Ecuador dismantled 125 camps belonging to guerrillas of the Revolutionary Armed Forces of Colombia (FARC) during 2010, cementing the re-establishment of diplomatic relations with Colombia and threatening the rebels’ logistical and drug trafficking operations.

The announcement was made by Ecuador’s new ambassador to Bogota, Raul Vallejo, during his first interview with the media since taking up his position.  Ecuador has long been a key rearguard and support area for the FARC’s southern fighting division, known as the Southern Bloc.  Rebel presence in Ecuador’s northern provinces was an open secret and the Ecuadorean security forces, like their Venezuelan counterparts, seemed to turn a blind eye to FARC activity.

That all changed in March 2008 when the Colombian air force bombed a FARC camp two kilometers within Ecuador, killing Luis Edgar Devia Silva, alias “Raul Reyes,” seen by many as the FARC second-in-command, who supervised the Southern Bloc and ran the rebels’ international relations. The bombardment prompted two responses from Ecuador.  The first was the severing of diplomatic relations, which were only fully restored at the end of last year, the second concerted efforts by the Ecuadorean security forces to push the FARC out of their territory.
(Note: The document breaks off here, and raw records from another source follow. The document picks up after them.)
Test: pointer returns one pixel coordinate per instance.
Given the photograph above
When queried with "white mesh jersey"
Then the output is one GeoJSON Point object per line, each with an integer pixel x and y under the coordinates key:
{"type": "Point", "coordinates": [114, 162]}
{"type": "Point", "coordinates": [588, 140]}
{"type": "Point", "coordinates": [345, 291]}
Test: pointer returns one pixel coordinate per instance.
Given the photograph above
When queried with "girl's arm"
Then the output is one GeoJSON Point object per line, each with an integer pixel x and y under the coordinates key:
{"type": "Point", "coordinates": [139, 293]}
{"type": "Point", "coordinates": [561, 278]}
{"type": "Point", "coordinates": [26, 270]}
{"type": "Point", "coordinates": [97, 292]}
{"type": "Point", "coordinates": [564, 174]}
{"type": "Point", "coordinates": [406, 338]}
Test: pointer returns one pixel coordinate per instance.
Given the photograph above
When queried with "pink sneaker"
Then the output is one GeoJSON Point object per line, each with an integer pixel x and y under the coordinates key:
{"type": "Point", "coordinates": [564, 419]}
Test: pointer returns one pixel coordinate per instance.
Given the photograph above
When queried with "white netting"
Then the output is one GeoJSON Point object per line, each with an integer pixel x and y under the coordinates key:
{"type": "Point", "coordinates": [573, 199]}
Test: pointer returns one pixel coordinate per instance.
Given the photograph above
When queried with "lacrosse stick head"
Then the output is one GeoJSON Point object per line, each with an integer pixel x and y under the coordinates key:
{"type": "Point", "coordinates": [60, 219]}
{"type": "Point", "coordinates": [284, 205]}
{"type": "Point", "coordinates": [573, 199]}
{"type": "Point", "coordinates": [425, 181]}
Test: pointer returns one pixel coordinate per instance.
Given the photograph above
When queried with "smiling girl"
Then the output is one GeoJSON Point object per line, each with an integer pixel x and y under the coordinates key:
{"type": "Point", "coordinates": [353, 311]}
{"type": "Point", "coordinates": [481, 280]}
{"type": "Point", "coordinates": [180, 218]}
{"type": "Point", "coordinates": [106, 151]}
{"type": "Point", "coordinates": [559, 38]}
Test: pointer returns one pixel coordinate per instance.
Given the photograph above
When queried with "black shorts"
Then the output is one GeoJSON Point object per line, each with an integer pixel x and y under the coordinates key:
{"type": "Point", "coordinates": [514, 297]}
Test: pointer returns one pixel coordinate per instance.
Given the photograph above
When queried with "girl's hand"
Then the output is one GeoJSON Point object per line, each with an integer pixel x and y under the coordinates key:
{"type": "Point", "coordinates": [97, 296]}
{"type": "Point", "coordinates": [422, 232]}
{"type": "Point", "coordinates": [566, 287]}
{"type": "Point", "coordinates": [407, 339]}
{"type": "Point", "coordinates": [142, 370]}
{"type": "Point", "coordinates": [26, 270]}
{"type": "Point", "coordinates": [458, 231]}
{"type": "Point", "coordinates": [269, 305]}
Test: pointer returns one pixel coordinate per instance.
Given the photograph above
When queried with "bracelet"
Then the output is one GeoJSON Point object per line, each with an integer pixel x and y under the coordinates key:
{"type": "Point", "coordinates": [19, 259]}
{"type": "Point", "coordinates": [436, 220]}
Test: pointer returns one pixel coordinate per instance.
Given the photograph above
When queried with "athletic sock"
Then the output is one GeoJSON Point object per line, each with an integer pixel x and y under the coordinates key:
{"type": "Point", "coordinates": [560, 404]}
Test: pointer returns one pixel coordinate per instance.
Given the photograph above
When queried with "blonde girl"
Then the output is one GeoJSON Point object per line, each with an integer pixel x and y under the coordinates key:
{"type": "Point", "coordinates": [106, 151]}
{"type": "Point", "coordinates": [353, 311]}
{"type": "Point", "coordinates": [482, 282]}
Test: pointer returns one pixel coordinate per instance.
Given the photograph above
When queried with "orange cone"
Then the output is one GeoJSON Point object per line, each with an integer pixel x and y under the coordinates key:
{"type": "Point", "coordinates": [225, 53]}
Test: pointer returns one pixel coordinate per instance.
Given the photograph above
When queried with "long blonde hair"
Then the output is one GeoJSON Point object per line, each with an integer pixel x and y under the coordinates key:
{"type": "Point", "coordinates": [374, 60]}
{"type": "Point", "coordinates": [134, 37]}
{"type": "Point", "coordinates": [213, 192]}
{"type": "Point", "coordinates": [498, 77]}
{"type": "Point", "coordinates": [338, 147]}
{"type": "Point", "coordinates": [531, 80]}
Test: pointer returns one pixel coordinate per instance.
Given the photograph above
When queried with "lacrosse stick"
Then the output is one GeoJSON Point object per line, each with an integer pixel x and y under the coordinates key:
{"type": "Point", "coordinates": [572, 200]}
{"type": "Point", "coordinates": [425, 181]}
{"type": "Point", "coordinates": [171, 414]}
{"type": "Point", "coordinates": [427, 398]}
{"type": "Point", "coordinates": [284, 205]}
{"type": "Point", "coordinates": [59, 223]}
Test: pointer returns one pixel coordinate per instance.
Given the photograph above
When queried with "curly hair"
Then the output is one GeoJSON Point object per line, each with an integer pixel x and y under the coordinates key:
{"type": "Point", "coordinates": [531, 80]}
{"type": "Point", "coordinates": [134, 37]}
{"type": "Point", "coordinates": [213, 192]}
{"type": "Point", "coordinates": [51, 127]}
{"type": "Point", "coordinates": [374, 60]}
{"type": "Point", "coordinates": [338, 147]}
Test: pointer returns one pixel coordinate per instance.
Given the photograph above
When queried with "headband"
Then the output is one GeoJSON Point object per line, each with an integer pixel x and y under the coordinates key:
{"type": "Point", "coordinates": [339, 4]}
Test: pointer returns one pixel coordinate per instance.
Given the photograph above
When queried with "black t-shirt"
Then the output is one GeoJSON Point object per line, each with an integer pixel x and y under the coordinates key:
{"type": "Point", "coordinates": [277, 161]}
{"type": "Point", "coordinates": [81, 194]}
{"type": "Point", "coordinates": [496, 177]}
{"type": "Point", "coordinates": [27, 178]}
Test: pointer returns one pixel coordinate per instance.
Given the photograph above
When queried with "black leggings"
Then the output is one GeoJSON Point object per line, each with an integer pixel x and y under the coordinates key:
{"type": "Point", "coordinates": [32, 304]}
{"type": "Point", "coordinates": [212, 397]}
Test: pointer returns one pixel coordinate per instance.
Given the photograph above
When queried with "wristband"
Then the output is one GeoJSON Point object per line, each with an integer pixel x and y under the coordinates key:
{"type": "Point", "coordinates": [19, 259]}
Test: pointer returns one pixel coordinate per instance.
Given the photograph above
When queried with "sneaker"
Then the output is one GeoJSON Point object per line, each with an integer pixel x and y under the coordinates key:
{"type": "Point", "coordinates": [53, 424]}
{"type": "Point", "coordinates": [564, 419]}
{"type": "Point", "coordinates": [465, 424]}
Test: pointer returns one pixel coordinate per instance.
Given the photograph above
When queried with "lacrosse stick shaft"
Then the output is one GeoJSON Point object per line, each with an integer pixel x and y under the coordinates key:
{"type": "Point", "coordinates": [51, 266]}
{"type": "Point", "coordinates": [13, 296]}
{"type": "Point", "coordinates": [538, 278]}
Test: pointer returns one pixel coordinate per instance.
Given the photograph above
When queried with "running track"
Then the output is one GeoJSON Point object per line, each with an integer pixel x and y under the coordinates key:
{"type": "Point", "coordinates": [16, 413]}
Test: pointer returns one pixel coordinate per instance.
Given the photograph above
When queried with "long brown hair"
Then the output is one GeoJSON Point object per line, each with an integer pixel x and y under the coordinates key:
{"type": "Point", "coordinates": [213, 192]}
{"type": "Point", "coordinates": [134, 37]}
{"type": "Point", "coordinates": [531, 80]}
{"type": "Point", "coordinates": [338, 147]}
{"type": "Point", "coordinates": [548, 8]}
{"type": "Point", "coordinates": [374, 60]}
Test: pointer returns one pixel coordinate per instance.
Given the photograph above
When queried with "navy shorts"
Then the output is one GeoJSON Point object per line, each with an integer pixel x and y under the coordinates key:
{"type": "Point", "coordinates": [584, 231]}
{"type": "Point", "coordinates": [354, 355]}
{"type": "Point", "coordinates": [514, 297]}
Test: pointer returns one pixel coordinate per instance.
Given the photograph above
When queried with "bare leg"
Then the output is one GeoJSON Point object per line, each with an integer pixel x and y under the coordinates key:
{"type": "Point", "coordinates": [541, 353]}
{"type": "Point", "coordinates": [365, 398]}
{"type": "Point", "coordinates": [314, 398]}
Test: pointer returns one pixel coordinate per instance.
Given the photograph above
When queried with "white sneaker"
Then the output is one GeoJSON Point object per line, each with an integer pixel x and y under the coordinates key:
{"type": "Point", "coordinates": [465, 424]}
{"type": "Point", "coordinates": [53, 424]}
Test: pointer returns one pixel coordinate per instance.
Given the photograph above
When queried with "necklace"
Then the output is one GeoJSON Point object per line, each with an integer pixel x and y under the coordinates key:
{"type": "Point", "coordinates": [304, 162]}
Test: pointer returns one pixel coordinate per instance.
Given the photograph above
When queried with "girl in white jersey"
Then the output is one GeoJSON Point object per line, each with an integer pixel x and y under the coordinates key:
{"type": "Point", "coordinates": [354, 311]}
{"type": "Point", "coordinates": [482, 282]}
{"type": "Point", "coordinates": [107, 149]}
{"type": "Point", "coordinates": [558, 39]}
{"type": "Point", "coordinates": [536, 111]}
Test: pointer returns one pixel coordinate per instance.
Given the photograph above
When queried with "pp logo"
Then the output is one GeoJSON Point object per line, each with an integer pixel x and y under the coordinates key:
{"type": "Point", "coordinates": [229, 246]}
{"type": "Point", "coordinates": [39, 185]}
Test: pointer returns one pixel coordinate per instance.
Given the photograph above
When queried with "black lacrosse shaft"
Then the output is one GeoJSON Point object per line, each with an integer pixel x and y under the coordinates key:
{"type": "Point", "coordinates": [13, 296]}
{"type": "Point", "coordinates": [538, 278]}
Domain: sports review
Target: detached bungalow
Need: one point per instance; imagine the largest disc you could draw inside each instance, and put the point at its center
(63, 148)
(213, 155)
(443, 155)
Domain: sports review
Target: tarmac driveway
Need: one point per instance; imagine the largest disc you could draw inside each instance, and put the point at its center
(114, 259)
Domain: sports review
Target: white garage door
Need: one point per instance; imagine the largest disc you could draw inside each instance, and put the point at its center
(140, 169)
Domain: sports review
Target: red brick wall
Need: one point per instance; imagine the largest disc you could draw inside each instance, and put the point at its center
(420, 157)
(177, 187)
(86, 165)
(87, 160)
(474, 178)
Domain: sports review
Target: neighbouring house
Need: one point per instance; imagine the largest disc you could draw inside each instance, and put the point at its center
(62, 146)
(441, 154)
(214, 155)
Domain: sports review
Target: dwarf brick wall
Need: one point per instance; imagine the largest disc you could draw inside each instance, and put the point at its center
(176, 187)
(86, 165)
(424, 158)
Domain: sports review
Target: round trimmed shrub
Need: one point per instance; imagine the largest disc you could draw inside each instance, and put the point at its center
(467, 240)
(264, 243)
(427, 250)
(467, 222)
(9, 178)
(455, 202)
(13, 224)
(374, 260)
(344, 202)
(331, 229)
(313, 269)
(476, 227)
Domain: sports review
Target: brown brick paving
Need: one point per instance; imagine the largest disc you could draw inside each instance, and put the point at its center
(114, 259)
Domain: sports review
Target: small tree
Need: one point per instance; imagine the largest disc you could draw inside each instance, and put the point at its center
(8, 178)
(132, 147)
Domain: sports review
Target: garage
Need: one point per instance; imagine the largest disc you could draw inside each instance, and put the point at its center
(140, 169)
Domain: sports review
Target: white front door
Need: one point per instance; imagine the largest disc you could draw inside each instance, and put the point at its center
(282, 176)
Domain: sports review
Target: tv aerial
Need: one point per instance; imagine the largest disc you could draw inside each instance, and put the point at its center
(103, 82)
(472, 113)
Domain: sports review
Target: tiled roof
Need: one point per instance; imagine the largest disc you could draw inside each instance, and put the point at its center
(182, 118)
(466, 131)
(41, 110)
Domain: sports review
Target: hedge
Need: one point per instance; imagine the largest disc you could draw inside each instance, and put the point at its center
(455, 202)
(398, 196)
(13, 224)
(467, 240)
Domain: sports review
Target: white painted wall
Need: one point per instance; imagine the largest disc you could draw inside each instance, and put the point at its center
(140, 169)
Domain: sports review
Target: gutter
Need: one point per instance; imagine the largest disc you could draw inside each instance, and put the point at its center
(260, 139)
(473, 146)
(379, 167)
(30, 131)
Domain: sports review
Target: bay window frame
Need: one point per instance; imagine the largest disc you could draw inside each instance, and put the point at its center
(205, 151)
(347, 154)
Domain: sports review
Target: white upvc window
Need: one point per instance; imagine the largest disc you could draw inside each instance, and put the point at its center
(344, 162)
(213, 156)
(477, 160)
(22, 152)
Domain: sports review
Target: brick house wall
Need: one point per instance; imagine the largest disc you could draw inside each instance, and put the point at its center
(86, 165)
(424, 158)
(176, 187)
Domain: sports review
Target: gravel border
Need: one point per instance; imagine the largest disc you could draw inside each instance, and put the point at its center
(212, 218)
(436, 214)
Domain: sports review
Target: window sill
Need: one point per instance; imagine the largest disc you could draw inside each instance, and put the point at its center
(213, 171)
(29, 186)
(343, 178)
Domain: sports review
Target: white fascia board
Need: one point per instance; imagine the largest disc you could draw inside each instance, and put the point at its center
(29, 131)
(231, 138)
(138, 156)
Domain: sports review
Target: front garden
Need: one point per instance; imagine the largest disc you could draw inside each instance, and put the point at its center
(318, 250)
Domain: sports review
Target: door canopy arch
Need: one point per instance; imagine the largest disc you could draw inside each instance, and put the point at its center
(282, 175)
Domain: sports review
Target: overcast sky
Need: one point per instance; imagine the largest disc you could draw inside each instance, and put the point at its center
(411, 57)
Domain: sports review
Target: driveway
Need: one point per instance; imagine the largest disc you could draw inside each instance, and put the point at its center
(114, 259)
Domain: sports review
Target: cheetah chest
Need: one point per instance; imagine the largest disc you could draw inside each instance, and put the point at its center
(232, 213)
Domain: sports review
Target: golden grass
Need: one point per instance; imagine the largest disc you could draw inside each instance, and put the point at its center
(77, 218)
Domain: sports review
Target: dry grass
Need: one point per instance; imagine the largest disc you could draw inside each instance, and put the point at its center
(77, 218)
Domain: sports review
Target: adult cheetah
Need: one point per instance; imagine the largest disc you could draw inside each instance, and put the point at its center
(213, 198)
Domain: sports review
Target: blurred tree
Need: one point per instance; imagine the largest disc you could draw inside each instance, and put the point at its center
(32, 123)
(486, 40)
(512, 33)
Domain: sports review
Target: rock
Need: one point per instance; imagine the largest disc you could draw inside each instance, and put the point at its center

In 2008, 170 camps were destroyed, in 2009, 121, and last year, 125.

With the death of Devia Silva, Milton de Jesus Toncel, alias “Joaquin Gomez,” took his place in the FARC’s seven-man ruling body, the Secretariat, and runs the Southern Bloc.  Colombian intelligence reports indicate that he moves between the Colombian provinces of Putumayo and Nariño, and constantly flits across the border into Ecuador.

When in the year 2000 Ecuador adopted the dollar as its national currency the FARC were able to spend their narco-dollars without having to change or launder the money.  So Colombia’s southern neighbor became the logistical and medical base for not only the FARC’s Southern Bloc, but for much of Western Joint Command, the FARC division that operates along Colombia’s Pacific coast.

Ecuador is also important for the FARC’s drug operations, with the 48th Front, based in Putumayo and the Ecuadorean province of Sucumbios, handling much of this. Ecuador has now become an important transshipment point for Colombian cocaine. The first fully submersible drug submarine was found in Ecuador in July last year, capable of carrying a crew of five and 10 tons of drugs.